Сороковник. Части 1-4 - Горбачева Вероника Вячеславовна 19 стр.


Он смущённо отводит взгляд.

— Ладно. Хватит на сегодня. Иди… хозяюшка.

* * *

Во время обеда Лора бесцеремонно втискивается между мной и Васютой: надо же девочкам посекретничать, а где ещё? И когда? Но между разговорами она умудряется лопать в три горла; ни за что не подумала бы, что у женщины может быть такой волчий аппетит, но, к стыду своему, и сама с трудом сдерживаюсь, чтобы не выскочить за рамки приличий. Жрать хочется — спасу нет, мне уже стыдно.

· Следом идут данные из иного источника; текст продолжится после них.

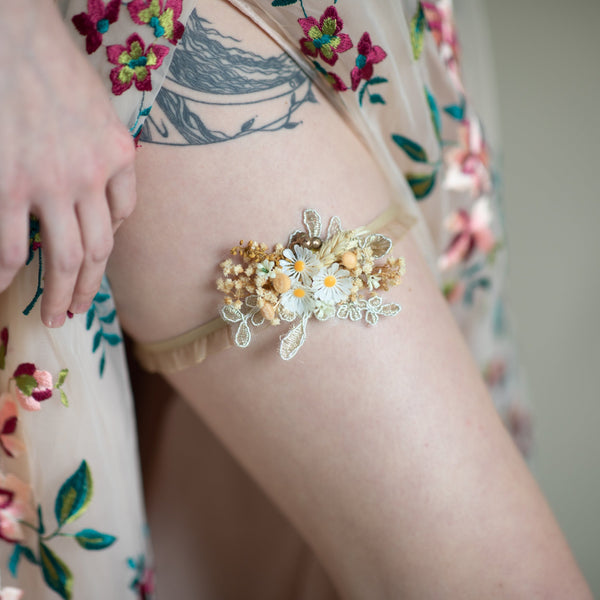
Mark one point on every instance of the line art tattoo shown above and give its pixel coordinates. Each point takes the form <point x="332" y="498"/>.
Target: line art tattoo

Лора вдруг отрывается от разговора с Муромцами о каких-то неизвестных мне мастерах по металлу, и ощутимо лягает меня под столом ногой.

— Ты вот что, мать, бросай все эти церемонии. Хватай, сколько влезет, лишнего не наешь, даже скинется. Мышцы у тебя нарастают, им белок нужен. Да что жмёшься-то, я же вижу… — И щедрой рукой наваливает мне на тарелку очередную горку каши с мясом. — По себе помню. Ты на мужиков посмотри, думаешь, они от пеших прогулок так оголодали, наворачивают? Со стрельбищ, поди, как и я, или с поля, сами рубились либо молодёжь натаскивали. Тут как полопаешь, так и потопаешь, лишних калорий не бывает, так что — ешь, кому говорят! Авось потом всё в норму войдёт. И к медведю-то своему присмотрись, грех упускать…

Переход на другую тему до того неожиданен, что я чуть не давлюсь.

— Что вы все меня сватаете? — откашлявшись, шепчу ей сердито. — Что ты, что Гала… Сговорились, что ли?

Лора делает большие глаза.

— Гала? С чего бы это? Ну, у неё свои заморочки, она из всей нашей команды к Васе-то больше всего неравнодушна, разве что ещё к Ма… Впрочем, тебе это не интересно. Я к чему речь веду: ты ведь женщина одинокая, изменять никому из того, кто дома остался, не изменишь, ежели что… Да брось ты, в самом деле, я же не сводня какая, просто коли наметится у вас — не теряй времени, мой тебе совет, такого случая-то может уже не представиться. — Взгляд её на миг затуманивается. — Знаешь, а я вот иногда думаю, что, ежели б я его в своё время захомутала? Да не смотри так, не слышат они ничего, когда дела свои обсуждают. Не бойсь, не сошлись бы мы с твоим, даже не встреть я Аркашку. Два медведя… — она неожиданно фыркает, — в одной берлоге не уживутся. Хотя, — она заговорщически подмигивает и наклоняется к моему уху, — до сих пор гадаю, что же я такого потеряла? Поделись, если что узнаешь этакого.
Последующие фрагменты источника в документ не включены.